The title itself is an allusion to the opening track of Van Morrision’s 1997 album, The Healing Game, probably his strongest performance in words and singing in 15 years or more. And that is kind of the thesis Marcus lays out: how such an amazing lyrical talent, with a god-given poetic voice that owes as much to Yeats and Joyce as it does to Ray Charles and John Lee Hooker, could have had such a spotty and uneven career.

The book lays out, in short impressionistic chapters, some of Van’s best and worst live and recorded performances, in an attempt to assess what makes the man tick – a task that Marcus admits will prove to be nearly impossible. Morrison was not an iconoclastic sex symbol, he had poor stage presence and an even more irascible public demeanor. But many people, including his first wife, put him right up there, one step below Bobby Dylan. Tough nut, that.
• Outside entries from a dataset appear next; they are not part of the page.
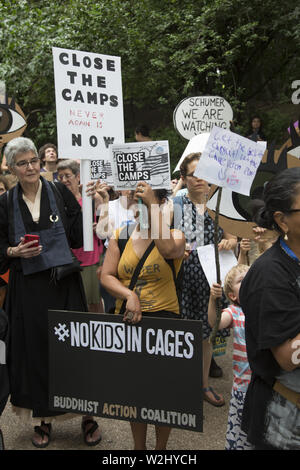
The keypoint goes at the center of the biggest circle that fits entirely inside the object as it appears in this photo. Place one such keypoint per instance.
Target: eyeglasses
(68, 176)
(191, 175)
(25, 163)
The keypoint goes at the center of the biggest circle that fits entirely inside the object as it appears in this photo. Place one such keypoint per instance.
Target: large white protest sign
(89, 115)
(229, 160)
(89, 103)
(199, 114)
(195, 145)
(141, 161)
(207, 259)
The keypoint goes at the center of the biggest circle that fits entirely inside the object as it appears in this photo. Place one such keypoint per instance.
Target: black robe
(29, 298)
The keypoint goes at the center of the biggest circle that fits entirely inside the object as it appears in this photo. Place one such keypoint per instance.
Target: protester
(199, 230)
(233, 317)
(49, 159)
(154, 294)
(270, 299)
(4, 167)
(142, 133)
(69, 174)
(255, 132)
(36, 206)
(4, 381)
(4, 184)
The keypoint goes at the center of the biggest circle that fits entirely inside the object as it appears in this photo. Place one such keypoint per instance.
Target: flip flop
(219, 401)
(41, 432)
(89, 432)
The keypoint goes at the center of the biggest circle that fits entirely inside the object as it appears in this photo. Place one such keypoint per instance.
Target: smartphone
(31, 238)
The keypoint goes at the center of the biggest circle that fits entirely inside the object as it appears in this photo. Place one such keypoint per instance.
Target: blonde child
(233, 317)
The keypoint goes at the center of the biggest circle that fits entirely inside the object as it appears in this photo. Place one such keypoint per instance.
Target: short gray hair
(17, 146)
(69, 165)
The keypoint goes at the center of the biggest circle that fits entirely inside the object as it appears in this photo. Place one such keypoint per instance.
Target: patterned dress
(198, 230)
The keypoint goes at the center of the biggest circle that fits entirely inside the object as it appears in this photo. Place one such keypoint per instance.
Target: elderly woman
(69, 175)
(36, 206)
(270, 299)
(48, 157)
(154, 294)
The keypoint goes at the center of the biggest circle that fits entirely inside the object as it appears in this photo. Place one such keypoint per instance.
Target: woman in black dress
(35, 206)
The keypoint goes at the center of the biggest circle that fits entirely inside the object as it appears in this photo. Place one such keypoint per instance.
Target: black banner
(149, 372)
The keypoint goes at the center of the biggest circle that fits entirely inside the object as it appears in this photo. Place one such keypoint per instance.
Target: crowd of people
(259, 298)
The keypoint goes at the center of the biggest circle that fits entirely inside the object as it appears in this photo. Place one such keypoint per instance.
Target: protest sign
(141, 161)
(195, 145)
(150, 372)
(89, 103)
(229, 160)
(207, 259)
(199, 114)
(89, 114)
(12, 118)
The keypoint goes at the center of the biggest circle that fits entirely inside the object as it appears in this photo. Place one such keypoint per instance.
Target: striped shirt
(241, 368)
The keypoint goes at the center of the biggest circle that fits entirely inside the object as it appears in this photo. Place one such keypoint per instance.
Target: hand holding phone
(31, 238)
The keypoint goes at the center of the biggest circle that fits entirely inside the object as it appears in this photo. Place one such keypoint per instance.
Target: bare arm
(114, 286)
(287, 354)
(170, 244)
(229, 242)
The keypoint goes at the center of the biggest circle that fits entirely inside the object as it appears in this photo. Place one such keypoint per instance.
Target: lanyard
(287, 249)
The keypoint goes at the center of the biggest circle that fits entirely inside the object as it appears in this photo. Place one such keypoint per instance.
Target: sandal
(1, 441)
(43, 433)
(218, 400)
(90, 431)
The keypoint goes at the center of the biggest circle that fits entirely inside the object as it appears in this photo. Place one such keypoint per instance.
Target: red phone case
(30, 238)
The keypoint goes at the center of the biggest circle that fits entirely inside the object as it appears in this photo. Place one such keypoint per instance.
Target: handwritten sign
(207, 259)
(141, 161)
(195, 145)
(89, 103)
(199, 114)
(229, 160)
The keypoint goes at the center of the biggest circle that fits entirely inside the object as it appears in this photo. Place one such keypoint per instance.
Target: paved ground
(116, 434)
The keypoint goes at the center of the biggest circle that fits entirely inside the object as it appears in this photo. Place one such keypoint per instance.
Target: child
(233, 317)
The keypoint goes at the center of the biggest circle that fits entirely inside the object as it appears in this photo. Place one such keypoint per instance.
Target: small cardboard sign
(141, 161)
(150, 372)
(199, 114)
(229, 160)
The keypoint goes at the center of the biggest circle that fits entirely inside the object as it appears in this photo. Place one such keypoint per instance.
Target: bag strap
(137, 272)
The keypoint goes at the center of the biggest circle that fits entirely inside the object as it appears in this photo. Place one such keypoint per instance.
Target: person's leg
(209, 394)
(162, 437)
(42, 435)
(139, 433)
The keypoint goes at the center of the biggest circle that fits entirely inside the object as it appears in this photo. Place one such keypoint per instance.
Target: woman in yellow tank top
(154, 293)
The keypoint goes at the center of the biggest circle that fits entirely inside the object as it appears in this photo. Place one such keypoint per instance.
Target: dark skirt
(27, 303)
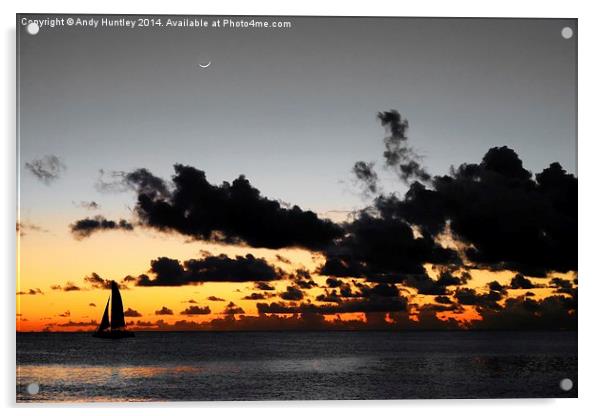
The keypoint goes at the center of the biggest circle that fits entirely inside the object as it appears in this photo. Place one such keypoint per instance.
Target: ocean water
(166, 366)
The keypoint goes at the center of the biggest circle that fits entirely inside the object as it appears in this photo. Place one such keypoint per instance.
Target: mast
(117, 317)
(104, 323)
Marcus dutifully gives credit to the early days of Morrison’s career with Them! and some of their top hits, segueing into the near destruction of his career after releasing “Brown Eyed Girl,” probably his most popular song ever. An amazing solo career followed the recording of Astral Weeks in New York, followed by the polished Moondance, and then its rough-hewn flip side, His Band and the Street Choir. Those three albums alone firmly cemented his talent and legion of fans. You get the sense from the start, however, that Morrision was diffident about fame, uneasy with popularity, a troll who wanted attention but bit at the hand that petted him.

Anyone who has read Marcus knows that he has a penchant for casting the big moments of rock’n’roll with what’s going on culturally (Lipstick Traces has the subtitle “A secret history of the 20th Century”) . Relating Malcolm McLaren and the Sex Pistols to the Situationists of the 1950s. Well, he does the same thing here, making a big deal of the fact that Van Morrison recreated Astral Weeks live on stage in 2009 at the Greek Theater in Berkeley, the same theater where Theodore Roosevelt spoke in 1903. and Sarah Bernhart appeared in 1906 after the San Francisco earthquake, where Mario Savio kicked off the Free Speech Movement in 1964, and where Robert F. Kennedy delivered a speech days before he was assassinated in Los Angeles. “The word out of Morrison’s mouth that night, if it was a word, not just a sound, something between a shout and a moan, was, you could believe, as big as anything that had ever happened on that stage.”

Morrison had a stellar rise after going solo, right up through Into the Music. And then he had a 15-year fallow period, give or take, that included more modest output and outright dreck such as Poetic Champions Compose and other new-age sounding titles. One standout album during that era was Hymns to the Silence, an extended study in nostalgia, to a time “before rock ‘n’ roll.” And that aura, that indelible yet mercurial spirit, is what Marcus is trying to capture in print, as he circles round and round the bloated, ailing, yet stubborn body of Morrison’s career: that spark of magic, of redemption, of something unknown or unnamed in the haunting, unsung vespers echoing throughout Morrison’s music of the last four, five decades.

Morrison’s music, even when it misses the mark, is an amazing declaration of soul, love, magic, redemption, and alchemy through music and performance, Marcus seems to say of Morrison.

And anyone with a sense of wonder would know that.